Ma vedendo il volto di Sofia scolorirsi, si pentì di quella frase imprudente e curvandosi verso di lei, le chiese con affetto:
— Ho detto qualche cattiveria?
— No, cara, no; hai ragione. Chi ama, sposa. Il difficile è farsi amare — e sospirò lievemente.
— Farsi amare, farsi amare! — ripetè irritata Lulù. — È facilissimo, Sofia; ma quando, come te, si ha la fronte severa, gli occhi tristi e la bocca senza sorrisi; quando si vestono abiti oscuri; quando si va in un angolo a pensare, mentre tutti gli altri ballano e scherzano; quando invece di ridere si legge, ed invece di vivere si sogna; quando, giovane ancora, si ha l'aria stanca e vecchia, allora è difficile esser amata.
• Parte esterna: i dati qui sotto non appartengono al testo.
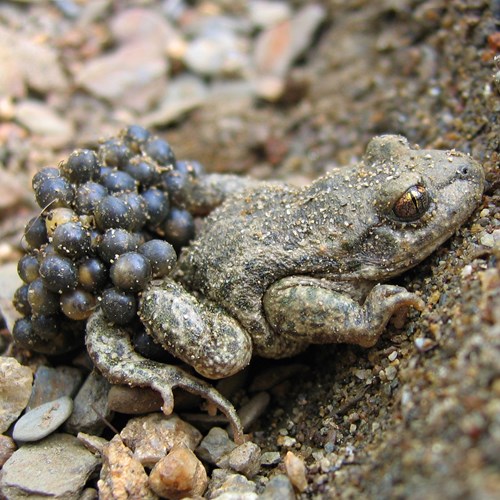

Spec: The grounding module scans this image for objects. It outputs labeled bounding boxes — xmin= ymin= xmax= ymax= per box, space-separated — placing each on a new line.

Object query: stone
xmin=14 ymin=99 xmax=74 ymax=147
xmin=140 ymin=74 xmax=208 ymax=127
xmin=207 ymin=469 xmax=257 ymax=500
xmin=149 ymin=445 xmax=208 ymax=500
xmin=0 ymin=434 xmax=17 ymax=469
xmin=110 ymin=7 xmax=180 ymax=45
xmin=97 ymin=435 xmax=157 ymax=500
xmin=259 ymin=474 xmax=296 ymax=500
xmin=108 ymin=385 xmax=163 ymax=415
xmin=26 ymin=366 xmax=83 ymax=411
xmin=120 ymin=413 xmax=202 ymax=467
xmin=74 ymin=40 xmax=169 ymax=112
xmin=248 ymin=0 xmax=292 ymax=28
xmin=284 ymin=451 xmax=307 ymax=493
xmin=227 ymin=441 xmax=260 ymax=478
xmin=0 ymin=434 xmax=100 ymax=500
xmin=64 ymin=371 xmax=112 ymax=435
xmin=260 ymin=451 xmax=281 ymax=466
xmin=183 ymin=24 xmax=249 ymax=76
xmin=0 ymin=357 xmax=33 ymax=433
xmin=76 ymin=432 xmax=109 ymax=455
xmin=196 ymin=427 xmax=236 ymax=465
xmin=253 ymin=4 xmax=325 ymax=98
xmin=0 ymin=26 xmax=68 ymax=97
xmin=12 ymin=396 xmax=73 ymax=442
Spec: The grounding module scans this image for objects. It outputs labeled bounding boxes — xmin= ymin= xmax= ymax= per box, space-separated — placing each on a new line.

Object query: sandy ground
xmin=0 ymin=0 xmax=500 ymax=499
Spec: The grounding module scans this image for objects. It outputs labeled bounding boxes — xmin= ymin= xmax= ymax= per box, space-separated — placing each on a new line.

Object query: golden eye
xmin=392 ymin=184 xmax=430 ymax=222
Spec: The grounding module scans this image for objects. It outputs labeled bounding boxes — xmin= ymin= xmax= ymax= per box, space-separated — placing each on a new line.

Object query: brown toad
xmin=87 ymin=135 xmax=484 ymax=440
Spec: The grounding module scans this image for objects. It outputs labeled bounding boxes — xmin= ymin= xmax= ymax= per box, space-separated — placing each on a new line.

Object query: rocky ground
xmin=0 ymin=0 xmax=500 ymax=499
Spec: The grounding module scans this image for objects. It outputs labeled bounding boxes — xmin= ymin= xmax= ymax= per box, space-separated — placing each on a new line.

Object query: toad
xmin=87 ymin=135 xmax=484 ymax=442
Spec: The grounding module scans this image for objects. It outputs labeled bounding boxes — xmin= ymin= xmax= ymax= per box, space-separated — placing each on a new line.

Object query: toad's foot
xmin=264 ymin=277 xmax=424 ymax=347
xmin=86 ymin=311 xmax=245 ymax=444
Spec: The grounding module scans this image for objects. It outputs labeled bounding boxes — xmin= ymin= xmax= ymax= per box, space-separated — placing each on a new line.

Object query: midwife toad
xmin=87 ymin=135 xmax=484 ymax=441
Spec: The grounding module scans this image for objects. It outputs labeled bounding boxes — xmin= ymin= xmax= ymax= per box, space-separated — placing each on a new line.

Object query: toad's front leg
xmin=263 ymin=277 xmax=424 ymax=347
xmin=86 ymin=311 xmax=248 ymax=444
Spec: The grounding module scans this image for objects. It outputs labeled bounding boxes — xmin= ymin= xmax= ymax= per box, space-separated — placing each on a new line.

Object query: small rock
xmin=196 ymin=427 xmax=236 ymax=465
xmin=248 ymin=0 xmax=292 ymax=28
xmin=149 ymin=445 xmax=208 ymax=500
xmin=97 ymin=435 xmax=157 ymax=500
xmin=14 ymin=99 xmax=74 ymax=147
xmin=0 ymin=434 xmax=99 ymax=500
xmin=140 ymin=74 xmax=208 ymax=127
xmin=0 ymin=434 xmax=16 ymax=469
xmin=76 ymin=432 xmax=109 ymax=455
xmin=259 ymin=474 xmax=296 ymax=500
xmin=111 ymin=8 xmax=179 ymax=45
xmin=183 ymin=27 xmax=249 ymax=76
xmin=207 ymin=469 xmax=258 ymax=500
xmin=12 ymin=396 xmax=73 ymax=441
xmin=227 ymin=441 xmax=260 ymax=478
xmin=65 ymin=372 xmax=112 ymax=435
xmin=78 ymin=488 xmax=98 ymax=500
xmin=285 ymin=451 xmax=307 ymax=493
xmin=260 ymin=451 xmax=281 ymax=466
xmin=26 ymin=366 xmax=83 ymax=411
xmin=0 ymin=357 xmax=33 ymax=432
xmin=108 ymin=385 xmax=163 ymax=415
xmin=75 ymin=39 xmax=168 ymax=112
xmin=253 ymin=5 xmax=325 ymax=96
xmin=120 ymin=413 xmax=202 ymax=467
xmin=414 ymin=337 xmax=437 ymax=352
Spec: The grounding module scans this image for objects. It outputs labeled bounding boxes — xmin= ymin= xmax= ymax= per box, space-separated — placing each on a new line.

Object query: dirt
xmin=0 ymin=0 xmax=500 ymax=499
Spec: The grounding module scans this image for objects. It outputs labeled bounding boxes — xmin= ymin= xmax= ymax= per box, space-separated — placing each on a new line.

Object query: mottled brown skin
xmin=89 ymin=136 xmax=484 ymax=444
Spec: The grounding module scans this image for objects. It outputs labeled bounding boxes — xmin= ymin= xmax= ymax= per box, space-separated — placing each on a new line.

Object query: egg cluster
xmin=13 ymin=125 xmax=203 ymax=354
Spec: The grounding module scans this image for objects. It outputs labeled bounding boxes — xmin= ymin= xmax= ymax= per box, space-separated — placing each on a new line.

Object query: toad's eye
xmin=392 ymin=184 xmax=430 ymax=222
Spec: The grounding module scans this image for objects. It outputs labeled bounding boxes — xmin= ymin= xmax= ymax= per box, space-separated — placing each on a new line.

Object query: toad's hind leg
xmin=139 ymin=279 xmax=252 ymax=379
xmin=86 ymin=311 xmax=248 ymax=443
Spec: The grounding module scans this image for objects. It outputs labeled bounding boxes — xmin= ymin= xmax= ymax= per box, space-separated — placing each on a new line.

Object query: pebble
xmin=26 ymin=366 xmax=83 ymax=411
xmin=76 ymin=432 xmax=109 ymax=455
xmin=0 ymin=357 xmax=33 ymax=433
xmin=196 ymin=427 xmax=236 ymax=465
xmin=284 ymin=451 xmax=307 ymax=493
xmin=120 ymin=413 xmax=202 ymax=467
xmin=207 ymin=469 xmax=258 ymax=500
xmin=65 ymin=371 xmax=112 ymax=435
xmin=140 ymin=74 xmax=208 ymax=127
xmin=74 ymin=40 xmax=168 ymax=112
xmin=14 ymin=99 xmax=74 ymax=147
xmin=253 ymin=5 xmax=325 ymax=93
xmin=224 ymin=441 xmax=261 ymax=479
xmin=0 ymin=434 xmax=99 ymax=500
xmin=97 ymin=435 xmax=157 ymax=500
xmin=0 ymin=434 xmax=17 ymax=469
xmin=149 ymin=445 xmax=208 ymax=500
xmin=259 ymin=474 xmax=296 ymax=500
xmin=248 ymin=0 xmax=292 ymax=28
xmin=12 ymin=396 xmax=73 ymax=442
xmin=0 ymin=26 xmax=68 ymax=97
xmin=108 ymin=385 xmax=163 ymax=415
xmin=260 ymin=451 xmax=281 ymax=466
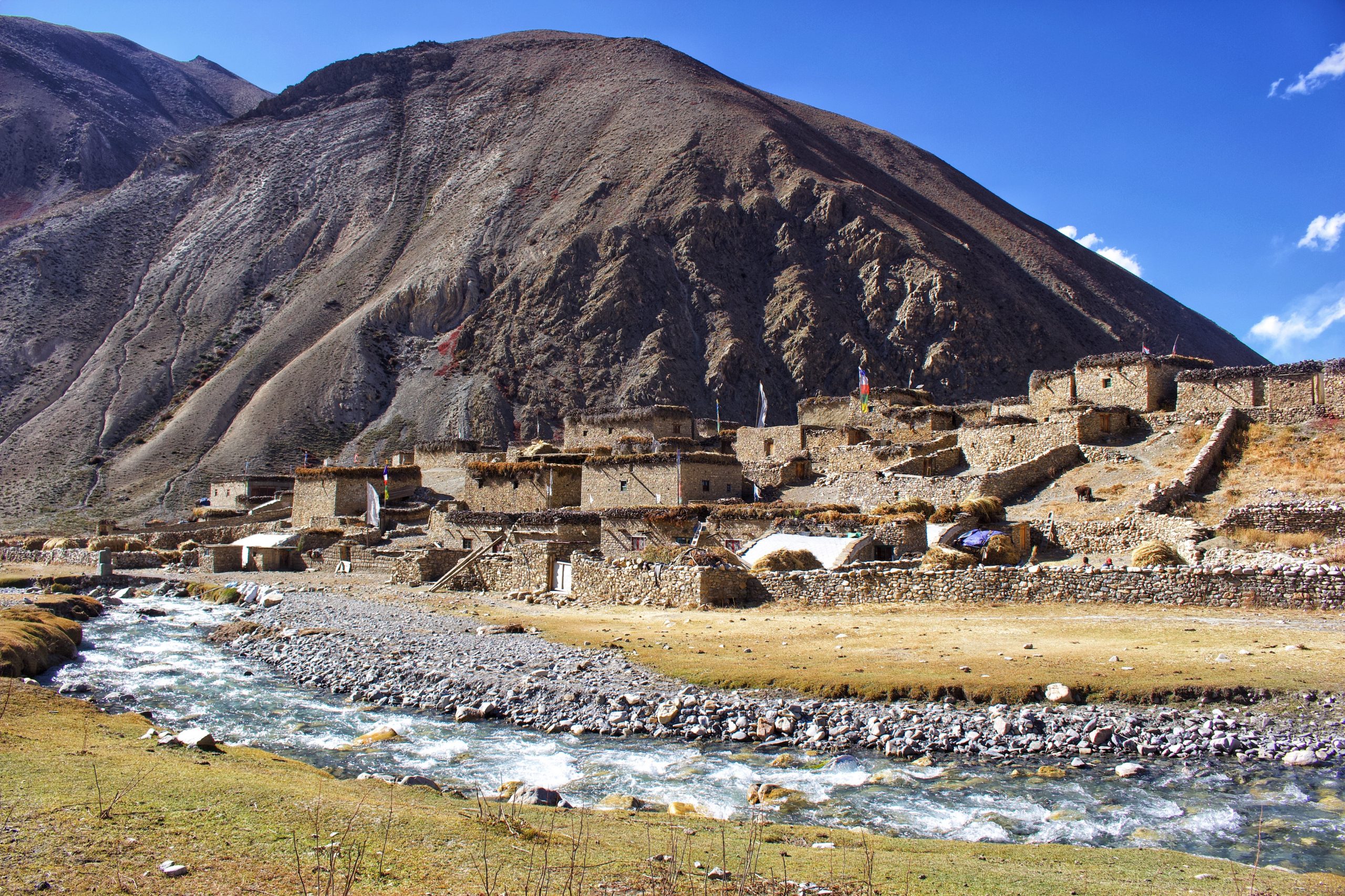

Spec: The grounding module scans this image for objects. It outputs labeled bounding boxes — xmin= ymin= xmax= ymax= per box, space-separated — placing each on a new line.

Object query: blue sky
xmin=11 ymin=0 xmax=1345 ymax=360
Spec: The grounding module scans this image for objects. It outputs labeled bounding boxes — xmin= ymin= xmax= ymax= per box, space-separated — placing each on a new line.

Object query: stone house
xmin=210 ymin=476 xmax=295 ymax=510
xmin=1322 ymin=358 xmax=1345 ymax=414
xmin=564 ymin=405 xmax=696 ymax=451
xmin=1264 ymin=360 xmax=1326 ymax=408
xmin=456 ymin=455 xmax=582 ymax=513
xmin=597 ymin=505 xmax=711 ymax=557
xmin=414 ymin=439 xmax=504 ymax=496
xmin=289 ymin=467 xmax=421 ymax=529
xmin=1028 ymin=370 xmax=1078 ymax=414
xmin=580 ymin=451 xmax=742 ymax=510
xmin=1177 ymin=364 xmax=1268 ymax=413
xmin=1074 ymin=351 xmax=1215 ymax=413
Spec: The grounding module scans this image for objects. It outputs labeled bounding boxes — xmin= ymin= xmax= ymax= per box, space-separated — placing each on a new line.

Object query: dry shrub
xmin=958 ymin=495 xmax=1005 ymax=523
xmin=980 ymin=536 xmax=1018 ymax=566
xmin=873 ymin=498 xmax=934 ymax=519
xmin=920 ymin=545 xmax=977 ymax=569
xmin=929 ymin=505 xmax=958 ymax=523
xmin=752 ymin=548 xmax=822 ymax=572
xmin=1177 ymin=424 xmax=1209 ymax=448
xmin=1130 ymin=539 xmax=1186 ymax=566
xmin=0 ymin=607 xmax=84 ymax=678
xmin=42 ymin=538 xmax=89 ymax=550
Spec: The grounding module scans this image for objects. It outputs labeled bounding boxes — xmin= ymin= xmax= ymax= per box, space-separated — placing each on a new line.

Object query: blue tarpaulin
xmin=958 ymin=529 xmax=999 ymax=548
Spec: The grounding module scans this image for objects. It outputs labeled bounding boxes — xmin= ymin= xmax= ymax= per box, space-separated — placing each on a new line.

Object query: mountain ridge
xmin=0 ymin=26 xmax=1259 ymax=525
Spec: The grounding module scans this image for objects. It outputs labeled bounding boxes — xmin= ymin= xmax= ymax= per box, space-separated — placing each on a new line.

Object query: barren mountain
xmin=0 ymin=32 xmax=1259 ymax=519
xmin=0 ymin=16 xmax=272 ymax=221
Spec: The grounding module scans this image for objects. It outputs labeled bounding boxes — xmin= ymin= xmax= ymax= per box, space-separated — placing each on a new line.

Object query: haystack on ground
xmin=1130 ymin=541 xmax=1186 ymax=566
xmin=752 ymin=548 xmax=822 ymax=572
xmin=980 ymin=536 xmax=1018 ymax=566
xmin=920 ymin=545 xmax=977 ymax=569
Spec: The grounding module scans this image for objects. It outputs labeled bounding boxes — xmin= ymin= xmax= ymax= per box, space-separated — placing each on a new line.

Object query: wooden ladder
xmin=429 ymin=523 xmax=518 ymax=592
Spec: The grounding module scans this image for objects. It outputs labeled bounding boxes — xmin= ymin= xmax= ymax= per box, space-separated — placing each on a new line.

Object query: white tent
xmin=742 ymin=532 xmax=872 ymax=569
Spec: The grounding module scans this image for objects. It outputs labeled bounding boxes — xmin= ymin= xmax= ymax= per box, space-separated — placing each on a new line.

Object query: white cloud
xmin=1298 ymin=211 xmax=1345 ymax=252
xmin=1268 ymin=43 xmax=1345 ymax=100
xmin=1057 ymin=225 xmax=1143 ymax=277
xmin=1249 ymin=283 xmax=1345 ymax=352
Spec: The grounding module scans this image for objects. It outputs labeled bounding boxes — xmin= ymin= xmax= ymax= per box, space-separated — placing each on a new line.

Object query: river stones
xmin=1280 ymin=749 xmax=1321 ymax=766
xmin=350 ymin=725 xmax=405 ymax=747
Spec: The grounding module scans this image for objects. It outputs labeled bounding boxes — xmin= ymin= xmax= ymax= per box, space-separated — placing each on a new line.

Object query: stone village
xmin=11 ymin=352 xmax=1345 ymax=609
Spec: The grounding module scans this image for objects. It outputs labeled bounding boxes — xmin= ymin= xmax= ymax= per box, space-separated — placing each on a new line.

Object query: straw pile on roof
xmin=958 ymin=495 xmax=1005 ymax=523
xmin=42 ymin=538 xmax=89 ymax=550
xmin=980 ymin=536 xmax=1018 ymax=566
xmin=295 ymin=465 xmax=420 ymax=479
xmin=584 ymin=451 xmax=738 ymax=467
xmin=752 ymin=548 xmax=822 ymax=572
xmin=920 ymin=545 xmax=977 ymax=569
xmin=873 ymin=498 xmax=934 ymax=518
xmin=1130 ymin=539 xmax=1186 ymax=566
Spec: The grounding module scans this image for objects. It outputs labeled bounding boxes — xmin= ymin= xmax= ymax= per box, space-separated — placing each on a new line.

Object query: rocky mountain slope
xmin=0 ymin=32 xmax=1259 ymax=519
xmin=0 ymin=16 xmax=272 ymax=222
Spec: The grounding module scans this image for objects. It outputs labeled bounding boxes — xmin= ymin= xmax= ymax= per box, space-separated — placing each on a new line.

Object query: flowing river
xmin=44 ymin=597 xmax=1345 ymax=873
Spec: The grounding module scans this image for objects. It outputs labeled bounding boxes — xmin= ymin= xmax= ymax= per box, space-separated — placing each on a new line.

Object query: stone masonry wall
xmin=749 ymin=566 xmax=1345 ymax=609
xmin=573 ymin=556 xmax=749 ymax=607
xmin=1218 ymin=501 xmax=1345 ymax=538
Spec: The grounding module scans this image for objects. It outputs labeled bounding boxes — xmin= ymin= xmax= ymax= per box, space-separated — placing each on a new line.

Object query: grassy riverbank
xmin=441 ymin=596 xmax=1345 ymax=702
xmin=0 ymin=680 xmax=1345 ymax=896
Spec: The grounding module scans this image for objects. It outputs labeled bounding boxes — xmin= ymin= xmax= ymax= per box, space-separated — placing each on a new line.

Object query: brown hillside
xmin=0 ymin=32 xmax=1259 ymax=525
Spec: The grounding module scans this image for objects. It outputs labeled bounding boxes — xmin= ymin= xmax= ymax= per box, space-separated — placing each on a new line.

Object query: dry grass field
xmin=436 ymin=595 xmax=1345 ymax=701
xmin=0 ymin=680 xmax=1345 ymax=896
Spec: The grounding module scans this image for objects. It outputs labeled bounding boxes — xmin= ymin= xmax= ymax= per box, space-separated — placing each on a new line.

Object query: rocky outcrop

Sofia abbassò il capo, e non rispose. Le tremavano un poco le labbra come se comprimesse un singhiozzo.
— Ti ho afflitta di nuovo? — domandò Lulù. — Gli è che vorrei vederti amata, circondata di affetto, e sposa... Che piacere se fossimo spose lo stesso giorno!
— Follie queste: io resterò zitella.
— Nossignora, ve lo proibisco, cattiva creatura. Se Roberto è un galantuomo, deve avere assolutamente un fratello celibe; io voglio che abbia un fratello celibe; lo voglio!
In questa entrò la madre, in abito da uscire.
— Vai fuori, mamma? — disse Lulù.
— Sì, cara, vado dal notaio.
— Uh! dal notaio! Roba grave è questa.
— Ve ne accorgerete, signora burlona. Sofia, vieni un istante meco.
— Anche Sofia ha degli affari tenebrosi col notaio?
— Lulù, quando ti deciderai ad essere seria?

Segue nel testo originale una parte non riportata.